A recent study highlighted by the Netherlands government has revealed that ransomware operators are increasing their ransom demands significantly if they detect that a victim has cyber-insurance. Dutch cop Tom Meurs conducted this study as part of his PhD thesis, where he analyzed 453 ransomware attacks between 2019 and 2021.
Meurs found that one of the initial actions taken by intruders during a ransomware attack is to search for documents containing keywords such as “insurance” and “policy.” If the hackers uncover evidence that the target has a relevant insurance policy, the ransom amount more than doubles on average. In cases of double-extortion attacks, where cybercriminals threaten to release stolen data unless the ransom is paid, victims with insurance are quoted 5.5 times more than those without insurance.
The rationale behind inflating the ransom demands for insured victims is that cyber-insurance is perceived as a guarantee that the insurer will cover the ransom payment. This perception leads criminals to escalate their demands, as they see insured victims as a reliable source of funding. However, paying the ransom only serves to perpetuate cybercrime, prompting authorities in the US and UK to push against the practice of ransom payments.
Meurs’ research indicated that insured victims paid the ransom to hackers 44 percent of the time, compared to 24 percent for uninsured victims. Additionally, insured victims paid significantly higher amounts, averaging €708,105 ($800,000, £600,000), in contrast to €133,016 ($150,000, £110,000) for uninsured victims.
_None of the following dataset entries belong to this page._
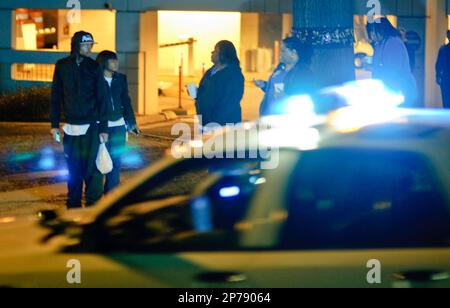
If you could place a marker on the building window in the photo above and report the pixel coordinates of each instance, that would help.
(32, 72)
(50, 30)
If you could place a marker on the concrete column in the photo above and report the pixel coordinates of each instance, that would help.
(149, 47)
(249, 40)
(7, 41)
(436, 27)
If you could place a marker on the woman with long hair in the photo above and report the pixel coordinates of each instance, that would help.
(391, 61)
(219, 96)
(292, 77)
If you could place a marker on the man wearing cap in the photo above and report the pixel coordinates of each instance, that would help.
(79, 94)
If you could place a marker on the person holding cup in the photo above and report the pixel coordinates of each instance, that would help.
(291, 77)
(218, 99)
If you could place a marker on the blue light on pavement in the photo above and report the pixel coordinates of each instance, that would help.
(229, 192)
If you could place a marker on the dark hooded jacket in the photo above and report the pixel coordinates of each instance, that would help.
(300, 80)
(219, 96)
(119, 100)
(79, 91)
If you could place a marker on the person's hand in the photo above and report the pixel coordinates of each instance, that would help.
(104, 138)
(134, 130)
(56, 134)
(260, 83)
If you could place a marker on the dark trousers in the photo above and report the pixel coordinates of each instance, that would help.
(445, 90)
(81, 153)
(116, 147)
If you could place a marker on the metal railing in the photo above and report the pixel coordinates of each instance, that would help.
(32, 72)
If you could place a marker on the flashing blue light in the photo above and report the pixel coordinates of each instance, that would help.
(201, 214)
(47, 163)
(229, 192)
(132, 160)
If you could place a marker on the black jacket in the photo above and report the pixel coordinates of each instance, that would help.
(81, 91)
(300, 80)
(443, 66)
(219, 96)
(119, 102)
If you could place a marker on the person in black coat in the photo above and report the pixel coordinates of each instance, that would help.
(79, 93)
(121, 117)
(292, 77)
(222, 88)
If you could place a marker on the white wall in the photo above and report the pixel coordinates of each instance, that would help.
(206, 27)
(101, 23)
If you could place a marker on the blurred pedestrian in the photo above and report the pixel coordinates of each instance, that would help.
(391, 61)
(292, 77)
(218, 99)
(121, 119)
(443, 72)
(78, 86)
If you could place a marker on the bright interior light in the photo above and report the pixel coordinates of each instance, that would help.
(228, 192)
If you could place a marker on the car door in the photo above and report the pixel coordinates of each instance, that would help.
(178, 229)
(353, 216)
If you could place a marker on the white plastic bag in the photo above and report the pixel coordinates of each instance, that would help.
(104, 161)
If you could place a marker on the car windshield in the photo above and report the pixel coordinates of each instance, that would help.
(364, 199)
(191, 199)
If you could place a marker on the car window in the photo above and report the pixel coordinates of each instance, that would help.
(166, 217)
(364, 199)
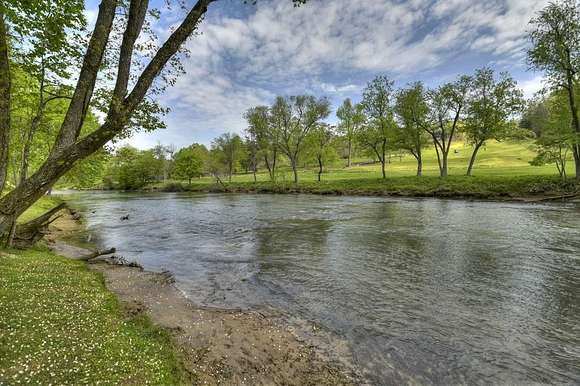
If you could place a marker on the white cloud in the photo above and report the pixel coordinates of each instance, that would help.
(531, 86)
(238, 63)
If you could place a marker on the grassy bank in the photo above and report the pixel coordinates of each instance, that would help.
(60, 325)
(489, 187)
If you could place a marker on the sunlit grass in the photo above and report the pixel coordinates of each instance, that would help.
(502, 169)
(41, 206)
(60, 325)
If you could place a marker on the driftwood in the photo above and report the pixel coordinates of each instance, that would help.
(29, 233)
(97, 253)
(555, 198)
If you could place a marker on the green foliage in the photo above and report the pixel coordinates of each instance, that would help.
(492, 107)
(412, 110)
(556, 136)
(86, 173)
(190, 162)
(62, 326)
(131, 168)
(555, 38)
(226, 153)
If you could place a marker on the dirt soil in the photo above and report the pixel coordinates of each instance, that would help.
(217, 347)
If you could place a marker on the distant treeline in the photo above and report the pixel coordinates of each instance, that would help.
(387, 122)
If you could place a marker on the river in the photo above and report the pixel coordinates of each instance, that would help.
(434, 291)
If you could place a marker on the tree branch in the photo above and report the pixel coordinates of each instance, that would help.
(169, 48)
(81, 98)
(4, 102)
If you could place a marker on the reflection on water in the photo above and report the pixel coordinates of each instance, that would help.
(439, 292)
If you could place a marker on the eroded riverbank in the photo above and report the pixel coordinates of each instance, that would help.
(422, 289)
(218, 346)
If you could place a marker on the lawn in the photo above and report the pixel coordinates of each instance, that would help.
(60, 325)
(502, 169)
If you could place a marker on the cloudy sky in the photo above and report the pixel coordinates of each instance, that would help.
(247, 54)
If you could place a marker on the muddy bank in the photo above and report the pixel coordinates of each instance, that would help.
(219, 346)
(527, 189)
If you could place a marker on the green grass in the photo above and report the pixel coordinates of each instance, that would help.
(42, 206)
(501, 170)
(60, 325)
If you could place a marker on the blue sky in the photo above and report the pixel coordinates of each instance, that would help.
(247, 54)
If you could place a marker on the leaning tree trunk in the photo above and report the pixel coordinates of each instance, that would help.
(26, 235)
(473, 156)
(419, 165)
(444, 163)
(68, 148)
(4, 102)
(349, 153)
(576, 153)
(294, 163)
(384, 161)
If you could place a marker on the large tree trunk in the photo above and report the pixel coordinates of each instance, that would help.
(473, 156)
(4, 103)
(576, 153)
(384, 160)
(349, 153)
(294, 163)
(68, 148)
(419, 166)
(444, 163)
(26, 235)
(575, 121)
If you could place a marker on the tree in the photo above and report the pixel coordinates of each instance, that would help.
(189, 163)
(555, 50)
(492, 106)
(124, 103)
(263, 135)
(446, 108)
(380, 124)
(296, 117)
(319, 144)
(412, 110)
(556, 134)
(351, 118)
(228, 150)
(251, 150)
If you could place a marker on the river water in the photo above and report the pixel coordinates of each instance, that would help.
(432, 291)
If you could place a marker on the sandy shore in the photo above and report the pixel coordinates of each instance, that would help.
(220, 347)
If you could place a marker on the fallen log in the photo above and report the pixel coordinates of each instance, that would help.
(29, 233)
(98, 253)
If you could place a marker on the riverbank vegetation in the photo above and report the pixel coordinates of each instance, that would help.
(60, 325)
(68, 127)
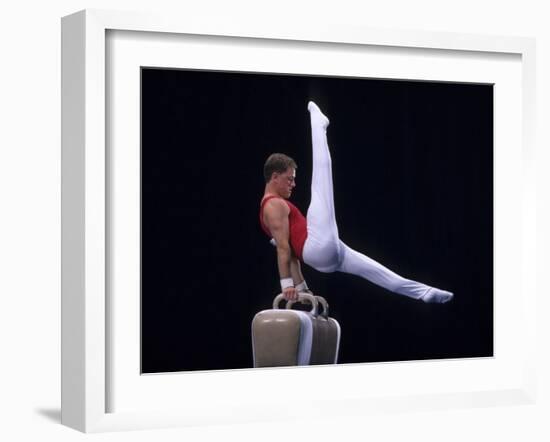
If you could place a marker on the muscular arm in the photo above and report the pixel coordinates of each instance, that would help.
(276, 213)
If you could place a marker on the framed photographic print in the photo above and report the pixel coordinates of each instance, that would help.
(425, 154)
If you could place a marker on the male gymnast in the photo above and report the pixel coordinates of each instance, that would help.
(314, 240)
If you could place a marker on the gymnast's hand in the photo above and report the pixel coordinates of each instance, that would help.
(290, 294)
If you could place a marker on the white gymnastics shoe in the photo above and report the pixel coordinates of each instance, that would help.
(434, 295)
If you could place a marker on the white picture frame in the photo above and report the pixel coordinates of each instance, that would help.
(86, 315)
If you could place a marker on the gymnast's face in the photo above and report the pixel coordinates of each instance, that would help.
(285, 182)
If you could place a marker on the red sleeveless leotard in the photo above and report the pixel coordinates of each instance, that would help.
(297, 226)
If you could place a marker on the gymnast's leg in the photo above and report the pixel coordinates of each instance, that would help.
(323, 249)
(358, 264)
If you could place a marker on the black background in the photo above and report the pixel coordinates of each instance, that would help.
(413, 188)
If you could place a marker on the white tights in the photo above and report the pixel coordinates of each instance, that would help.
(323, 250)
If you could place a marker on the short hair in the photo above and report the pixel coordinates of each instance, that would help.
(277, 162)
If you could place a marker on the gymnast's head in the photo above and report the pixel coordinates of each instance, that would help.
(280, 174)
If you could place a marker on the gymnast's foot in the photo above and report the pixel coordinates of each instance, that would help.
(434, 295)
(317, 116)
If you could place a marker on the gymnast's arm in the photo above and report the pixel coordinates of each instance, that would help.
(276, 218)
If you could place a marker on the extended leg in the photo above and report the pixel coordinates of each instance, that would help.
(322, 247)
(358, 264)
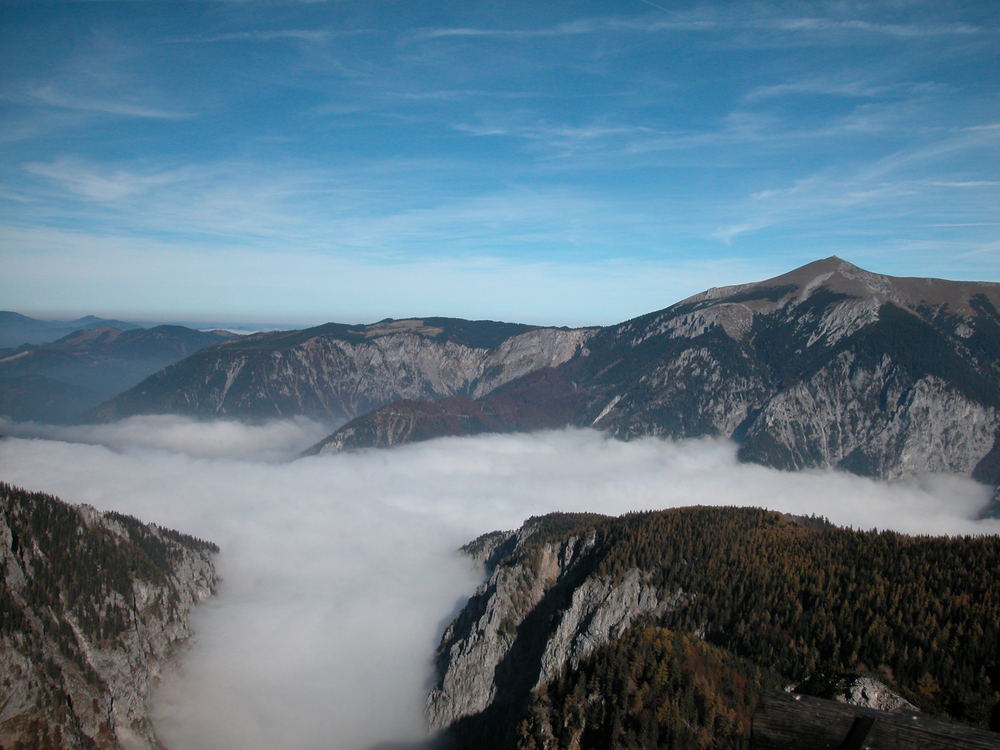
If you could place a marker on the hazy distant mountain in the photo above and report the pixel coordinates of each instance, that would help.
(826, 366)
(59, 381)
(336, 372)
(660, 629)
(17, 329)
(91, 606)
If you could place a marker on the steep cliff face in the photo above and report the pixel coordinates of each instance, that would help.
(91, 606)
(336, 373)
(489, 659)
(659, 629)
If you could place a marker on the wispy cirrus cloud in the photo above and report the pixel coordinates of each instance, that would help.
(102, 184)
(709, 20)
(52, 95)
(261, 35)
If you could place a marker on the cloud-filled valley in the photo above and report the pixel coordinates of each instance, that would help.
(339, 572)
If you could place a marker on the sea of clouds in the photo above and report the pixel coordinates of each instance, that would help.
(340, 572)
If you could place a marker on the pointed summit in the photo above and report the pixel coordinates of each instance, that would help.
(834, 274)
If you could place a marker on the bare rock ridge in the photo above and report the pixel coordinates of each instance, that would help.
(826, 366)
(91, 606)
(336, 372)
(661, 629)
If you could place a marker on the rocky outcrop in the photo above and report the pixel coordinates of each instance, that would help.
(335, 373)
(827, 366)
(490, 659)
(93, 604)
(659, 629)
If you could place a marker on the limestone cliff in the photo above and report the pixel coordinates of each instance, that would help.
(661, 629)
(337, 372)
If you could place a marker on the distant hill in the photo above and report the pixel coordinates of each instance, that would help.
(17, 329)
(660, 629)
(91, 606)
(59, 381)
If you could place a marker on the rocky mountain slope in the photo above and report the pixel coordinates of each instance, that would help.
(336, 372)
(17, 330)
(826, 366)
(659, 629)
(91, 605)
(59, 381)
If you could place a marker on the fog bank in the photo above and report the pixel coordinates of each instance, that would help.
(340, 571)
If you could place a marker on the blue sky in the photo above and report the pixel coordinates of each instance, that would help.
(558, 163)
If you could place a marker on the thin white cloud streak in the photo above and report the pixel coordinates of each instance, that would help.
(340, 571)
(816, 27)
(299, 35)
(52, 96)
(895, 186)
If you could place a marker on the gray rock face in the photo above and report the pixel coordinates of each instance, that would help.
(92, 606)
(480, 655)
(829, 366)
(868, 692)
(336, 373)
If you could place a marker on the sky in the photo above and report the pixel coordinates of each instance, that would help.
(553, 163)
(340, 572)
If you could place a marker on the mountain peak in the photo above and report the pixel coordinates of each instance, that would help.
(834, 274)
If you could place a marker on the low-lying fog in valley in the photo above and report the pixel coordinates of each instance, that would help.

The study also identified common points of infection for ransomware attacks, with phishing emails containing malicious links being the most prevalent, accounting for a third of successful attacks. Other vectors included spam, malicious mobile apps, and vulnerabilities arising from poorly patched applications or operating systems.
The retail and wholesale sectors were the most frequently targeted industries, comprising nearly 33 percent of reported infections and averaging payouts of €112,793 ($130,000, £100,000). The IT sector, although less frequently targeted, yielded the highest average payout of €268,039 ($300,000, £230,000), making it an attractive target for cybercriminals.
Meurs emphasized that having a robust backup system is a crucial defense against ransomware attacks. Companies with effective backup systems were significantly less likely to pay ransoms, as they could recover data without succumbing to extortion. However, some organizations still opt to pay the ransom, despite having viable recovery options, to expedite the process or mitigate reputational damage.
While the study pointed out the importance of backup systems, Meurs noted that many organizations fail to implement secure backups. He recommended offsite backups to safeguard against cyber threats and highlighted the need for enhanced cybersecurity measures to counter evolving ransomware tactics.
Overall, the research underscored the escalating threat of double-extortion ransomware attacks and the importance of proactive cybersecurity measures to combat this pervasive threat. As ransomware tactics continue to evolve, organizations must prioritize cybersecurity resilience to mitigate the impact of cyber threats and protect against extortion schemes.